Lo que ya no consiguió fue entregarse a leer la correspondencia, porque en el
casillero sólo halló propaganda impresa. Aunque no tuviera a sus padres,
tampoco los echó en falta para actuar como un hijo de familia, que se levanta
tarde y no ordena la cama, porque en cualquier momento regresará a ella para
seguir durmiendo, mientras llega la hora de sentarse a comer.
Había
llevado al sofá una almohada alta que utilizaba en sus tranquilas horas de
descanso y, entonces el suave viento de los recuerdos lo desvió hacia las rutas
plurales del Egeo que siguieran tantas celebridades en su afán de alcanzar a
Alejandría. Y él también, como Solimán, el Divertido de las Indias Occidentales, en su blando lecho de plumas y sedas orientales, cuya reputación daba
la vuelta al mundo como un sueño inalcanzable y algunos tigres bengalíes
dispersos en la cubierta del bajel que, de este modo, recobraban su primitiva
belleza. Recordó con gratitud la sugerencia de su maestro de composición, para
que pusiera su ojo bisoño en Virgilio, que había hallado al mundo en pañales y
lo devolviera leyendo de corrido. Y agregó algo más, que después de leerlo, el
mar era sólo un charco, pero que a su vez, un charco, tras su lectura, se
convertía en mar. Infalible comentario pues él, sin llegar a ser un marinero
siquiera de agua dulce, tendido cuan largo era en su gabarra de felpa y la
espalda apoyada en su almohadón, se encontró a la duermevela en alta mar,
convertido en Dios de su vida.
Pero
el mar no tenía secretos para Florentino Villa que, con mano firme, fue a
golpear su puerta. Fortunato se negó a abrirle porque los pagos se encontraban transitoriamente
suspendidos. Florentino siguió golpeando inútilmente, hasta que cayó en la
cuenta de que ciertas puertas sólo eran vulnerables a la pronunciación de
palabras mágicas, como ésas que abrían las de Sésamo, en los tiempos que ser
ladrón era un acto de justicia y no la actividad lucrativa en que luego se
convirtió, cuando llegaron los políticos a tomar cartas en el asunto.
Entonces
escuchó imperativo: “Fortunato no tengas miedo que soy yo, el banderillero”. La
puerta se abrió. Florentino fue hasta la ventana que daba sobre un bullanguero
patio de loros y, un momento después, el cuarto se llenó de luz. A continuación
buscó en el refrigerador un vaso de leche para su amigo, pero lo que encontró
fueron unas botellas de cerveza.
—No
es cualquier perro muerto el susto que nos has dado, hombre- dijo por fin el
visitante, mientras ocupaba una poltrona, algo confuso de no contar entre sus
amigos, uno que pensara seriamente en llegar a viejo.

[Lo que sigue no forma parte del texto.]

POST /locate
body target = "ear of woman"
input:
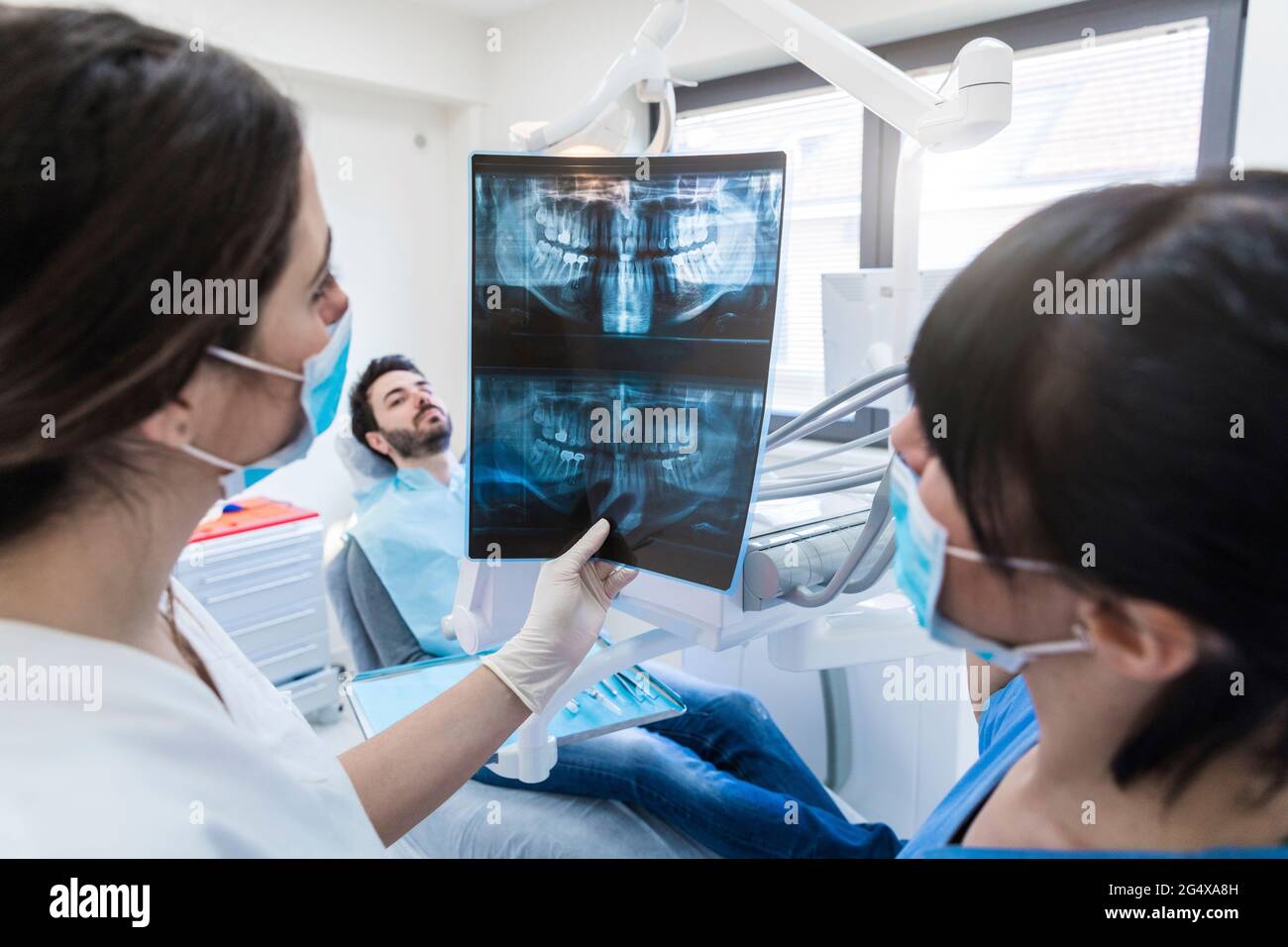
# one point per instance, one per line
(1138, 639)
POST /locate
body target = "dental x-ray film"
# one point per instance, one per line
(622, 325)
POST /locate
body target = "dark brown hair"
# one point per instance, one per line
(1158, 440)
(125, 157)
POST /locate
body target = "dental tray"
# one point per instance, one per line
(381, 698)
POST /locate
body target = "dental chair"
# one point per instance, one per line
(488, 821)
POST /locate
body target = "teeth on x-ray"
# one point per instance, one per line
(549, 423)
(631, 254)
(619, 369)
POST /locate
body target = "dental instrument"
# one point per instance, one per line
(603, 699)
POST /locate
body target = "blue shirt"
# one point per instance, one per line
(412, 531)
(1008, 729)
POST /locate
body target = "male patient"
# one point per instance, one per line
(411, 522)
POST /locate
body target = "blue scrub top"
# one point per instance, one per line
(412, 531)
(1008, 729)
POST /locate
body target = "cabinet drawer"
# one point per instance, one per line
(278, 626)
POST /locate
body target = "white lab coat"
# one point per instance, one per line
(162, 768)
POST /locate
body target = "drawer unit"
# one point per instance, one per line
(258, 571)
(316, 694)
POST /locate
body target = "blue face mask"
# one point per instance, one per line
(921, 551)
(321, 388)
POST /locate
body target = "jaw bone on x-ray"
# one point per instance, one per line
(622, 324)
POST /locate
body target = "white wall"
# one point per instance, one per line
(390, 249)
(1261, 140)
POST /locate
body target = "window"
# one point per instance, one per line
(1106, 93)
(822, 133)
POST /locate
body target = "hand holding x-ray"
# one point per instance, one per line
(570, 604)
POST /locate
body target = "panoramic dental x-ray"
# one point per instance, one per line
(622, 326)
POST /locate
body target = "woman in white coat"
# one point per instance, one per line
(130, 728)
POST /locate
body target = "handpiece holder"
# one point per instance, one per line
(533, 754)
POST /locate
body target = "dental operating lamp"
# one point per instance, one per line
(971, 106)
(820, 562)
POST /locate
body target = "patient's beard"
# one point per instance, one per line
(412, 444)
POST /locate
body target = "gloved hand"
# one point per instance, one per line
(568, 608)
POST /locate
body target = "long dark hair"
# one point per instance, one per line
(125, 157)
(1157, 446)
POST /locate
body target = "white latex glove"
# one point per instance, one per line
(568, 608)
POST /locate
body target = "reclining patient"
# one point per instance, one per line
(721, 775)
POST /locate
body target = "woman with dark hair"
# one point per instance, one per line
(1098, 500)
(127, 158)
(1087, 497)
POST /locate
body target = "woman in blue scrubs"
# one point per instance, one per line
(1094, 495)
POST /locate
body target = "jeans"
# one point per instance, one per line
(722, 774)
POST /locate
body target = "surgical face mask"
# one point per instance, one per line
(919, 554)
(321, 386)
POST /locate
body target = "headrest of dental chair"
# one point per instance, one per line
(366, 468)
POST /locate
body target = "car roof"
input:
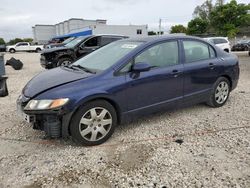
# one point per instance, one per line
(162, 37)
(216, 38)
(110, 35)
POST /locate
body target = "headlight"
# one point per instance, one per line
(45, 104)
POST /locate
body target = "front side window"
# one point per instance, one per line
(160, 55)
(195, 51)
(107, 40)
(108, 55)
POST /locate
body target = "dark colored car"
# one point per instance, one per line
(59, 44)
(243, 45)
(125, 80)
(75, 49)
(2, 48)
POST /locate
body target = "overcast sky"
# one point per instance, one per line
(18, 16)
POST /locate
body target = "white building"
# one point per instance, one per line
(76, 26)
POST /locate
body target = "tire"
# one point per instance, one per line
(38, 50)
(85, 126)
(220, 93)
(3, 88)
(12, 50)
(64, 61)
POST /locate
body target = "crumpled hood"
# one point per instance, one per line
(50, 79)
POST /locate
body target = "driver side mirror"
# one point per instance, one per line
(141, 67)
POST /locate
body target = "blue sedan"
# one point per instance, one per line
(125, 80)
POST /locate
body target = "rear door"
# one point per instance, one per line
(89, 46)
(201, 69)
(108, 39)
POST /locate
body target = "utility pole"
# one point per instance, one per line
(159, 27)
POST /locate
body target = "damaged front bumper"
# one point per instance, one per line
(55, 122)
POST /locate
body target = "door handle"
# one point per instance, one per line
(211, 65)
(175, 73)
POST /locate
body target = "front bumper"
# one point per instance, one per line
(54, 122)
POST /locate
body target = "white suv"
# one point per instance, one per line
(221, 42)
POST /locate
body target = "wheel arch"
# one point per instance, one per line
(229, 79)
(66, 124)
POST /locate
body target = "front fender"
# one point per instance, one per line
(67, 118)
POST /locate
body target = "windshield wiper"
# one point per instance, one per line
(82, 68)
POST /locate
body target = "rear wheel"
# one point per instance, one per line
(64, 61)
(38, 50)
(93, 123)
(220, 93)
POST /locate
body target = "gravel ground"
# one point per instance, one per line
(192, 147)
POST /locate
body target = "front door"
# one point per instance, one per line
(201, 69)
(162, 84)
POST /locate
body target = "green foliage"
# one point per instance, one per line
(203, 11)
(227, 18)
(197, 26)
(2, 41)
(152, 33)
(223, 19)
(16, 40)
(30, 40)
(178, 29)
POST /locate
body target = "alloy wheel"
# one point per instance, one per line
(221, 92)
(95, 124)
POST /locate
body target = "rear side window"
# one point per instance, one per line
(196, 51)
(92, 42)
(212, 52)
(160, 55)
(107, 40)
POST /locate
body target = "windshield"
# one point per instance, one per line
(107, 56)
(76, 41)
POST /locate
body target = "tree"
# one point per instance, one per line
(197, 26)
(2, 41)
(203, 11)
(178, 29)
(152, 33)
(228, 18)
(30, 40)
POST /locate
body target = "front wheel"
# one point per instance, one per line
(219, 93)
(93, 123)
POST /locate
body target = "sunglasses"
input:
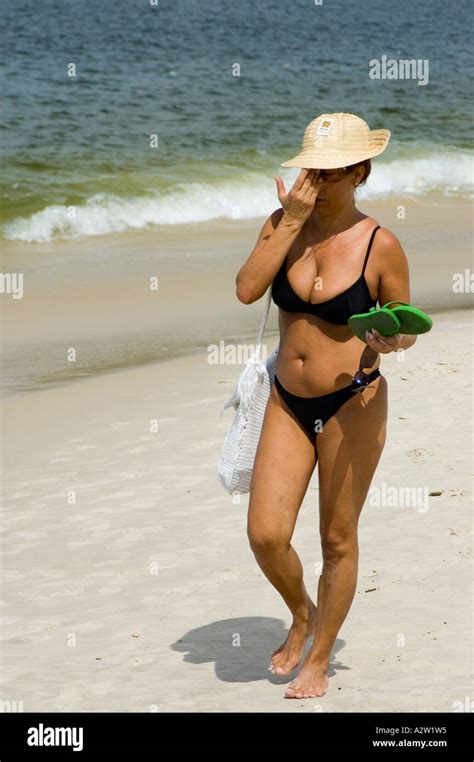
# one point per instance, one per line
(359, 381)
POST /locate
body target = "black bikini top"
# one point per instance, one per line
(336, 310)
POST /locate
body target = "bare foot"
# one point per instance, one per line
(288, 656)
(312, 681)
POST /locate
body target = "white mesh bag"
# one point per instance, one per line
(249, 401)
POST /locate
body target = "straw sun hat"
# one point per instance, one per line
(338, 140)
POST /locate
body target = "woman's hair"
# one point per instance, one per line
(366, 164)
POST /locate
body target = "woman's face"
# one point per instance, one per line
(337, 188)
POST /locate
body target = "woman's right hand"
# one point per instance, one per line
(299, 202)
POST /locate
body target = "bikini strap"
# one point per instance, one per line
(396, 302)
(369, 247)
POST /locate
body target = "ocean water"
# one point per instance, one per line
(77, 159)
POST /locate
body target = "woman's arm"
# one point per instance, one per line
(277, 235)
(394, 284)
(273, 243)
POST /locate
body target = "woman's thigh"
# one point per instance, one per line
(284, 462)
(349, 449)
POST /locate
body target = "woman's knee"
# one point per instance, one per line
(266, 539)
(340, 543)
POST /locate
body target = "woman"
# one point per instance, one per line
(326, 260)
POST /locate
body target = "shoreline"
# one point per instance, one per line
(94, 296)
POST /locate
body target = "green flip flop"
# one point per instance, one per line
(402, 319)
(384, 321)
(412, 320)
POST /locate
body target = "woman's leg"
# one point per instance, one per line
(284, 462)
(349, 449)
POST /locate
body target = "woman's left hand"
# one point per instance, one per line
(383, 344)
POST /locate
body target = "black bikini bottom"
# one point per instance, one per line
(314, 412)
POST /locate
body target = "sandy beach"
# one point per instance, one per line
(128, 582)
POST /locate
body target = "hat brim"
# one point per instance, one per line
(330, 159)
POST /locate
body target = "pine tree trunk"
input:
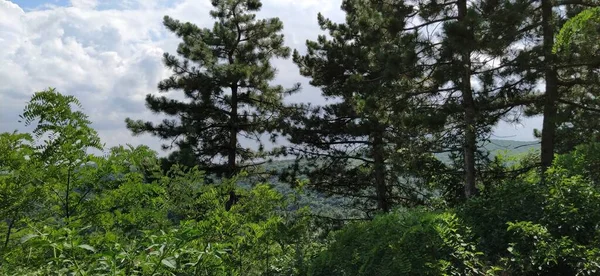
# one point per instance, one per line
(379, 169)
(551, 95)
(233, 132)
(470, 141)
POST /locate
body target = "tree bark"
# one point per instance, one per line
(551, 95)
(379, 170)
(470, 139)
(233, 132)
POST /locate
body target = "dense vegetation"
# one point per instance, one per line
(395, 176)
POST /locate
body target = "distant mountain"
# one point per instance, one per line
(511, 146)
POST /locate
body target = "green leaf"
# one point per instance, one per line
(28, 237)
(169, 262)
(87, 247)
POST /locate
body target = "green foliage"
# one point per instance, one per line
(402, 243)
(531, 227)
(224, 73)
(579, 34)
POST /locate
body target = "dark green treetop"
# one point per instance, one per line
(224, 73)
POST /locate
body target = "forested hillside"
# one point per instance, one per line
(396, 174)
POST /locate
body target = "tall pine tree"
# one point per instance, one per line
(368, 142)
(224, 73)
(471, 57)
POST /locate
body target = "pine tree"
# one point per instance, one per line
(538, 60)
(577, 48)
(224, 74)
(367, 144)
(471, 63)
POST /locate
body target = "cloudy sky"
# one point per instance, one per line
(108, 54)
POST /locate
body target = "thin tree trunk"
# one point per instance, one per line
(470, 142)
(379, 168)
(67, 194)
(9, 231)
(551, 95)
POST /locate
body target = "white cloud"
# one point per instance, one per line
(111, 58)
(84, 4)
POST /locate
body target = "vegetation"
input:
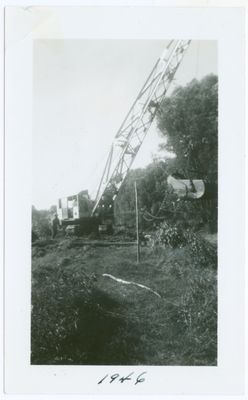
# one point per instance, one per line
(81, 317)
(188, 121)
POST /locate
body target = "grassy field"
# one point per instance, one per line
(80, 316)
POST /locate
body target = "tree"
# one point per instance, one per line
(189, 121)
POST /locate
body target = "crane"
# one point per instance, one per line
(128, 139)
(137, 122)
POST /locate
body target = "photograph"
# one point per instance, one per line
(124, 202)
(124, 199)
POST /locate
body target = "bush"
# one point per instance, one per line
(172, 236)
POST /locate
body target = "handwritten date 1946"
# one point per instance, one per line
(118, 378)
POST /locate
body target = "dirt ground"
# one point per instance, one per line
(81, 316)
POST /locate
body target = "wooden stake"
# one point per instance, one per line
(137, 222)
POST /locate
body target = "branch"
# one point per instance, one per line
(131, 283)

Unos porque el cerebro no
les ayudaba y otros, porque lo utilizaban al revés, como ocurría con el señor
allí presente y, con él mismo, para no ir muy lejos, que como buen romántico
que era, había dado en ir tras un toro por todas las plazas taurinas de la
nación.
Como
queda escrito, partió tras un toro que lo embrujara cuando a su edad los
muchachos preferían correr tras las jóvenes. SI alguien le hubiera dicho en ese
momento, que su decisión no alcanzaba ni para un mal desayuno, le habría
retirado el saludo, porque él estaba convencido como un cura, de que
convertiría el agua en vino, con la gracia de sus chicuelinas. Tuvo un
buen comienzo y en los pueblos que vieron, sus faenas, salió de la plaza como
los elegidos, por la puerta grande y en camilla, que es como gusta que el
lidiador salga. A él no le importaba jugarse le vida, porque para eso le
pagaban. Pero no era tan sencillo vestirse de valiente cada semana, para resistirle
el cuerno al toro y, pasarse los días siguientes en lecho de dolores, oyendo
hablar bien de los cojones y, los cojones en cuidados intensivos.
Lo
extraño es que conociendo el ácido que a su paso dejaban las cornadas, más
pronto regresaba a proseguir la lucha, desatendiendo la mirada triste de los
parientes que le suplicaban abandonar la loquera de andarse exponiendo al toro
para que lo matara y él no mataba nada, porque los novillos broncos que le
soltaban eran saldos que estaban de paso hacia las tasajeras, donde los
convertían en kilos para su venta al público.
No
es lo mismo la fortaleza de una contienda, que batirse con un astado que
reglamentariamente no admite el estoque, aunque él si puede utilizar los dos
que lleva en la testa. ¿Qué clase de torneo es aquél en que se combate por la
única recompensa de morir?
Mientras
Florentino anduvo en la lidia, convencido de que había nacido para figura y
porque le pagaban, vistió disciplinadamente trajes goyescos y, admitió las
palizas como renovadas medallas de su fe en la fiesta brava. Pero cuando se
bañó en el sudor que nacía de sus pensamientos, el coraje empezó a abandonarlo.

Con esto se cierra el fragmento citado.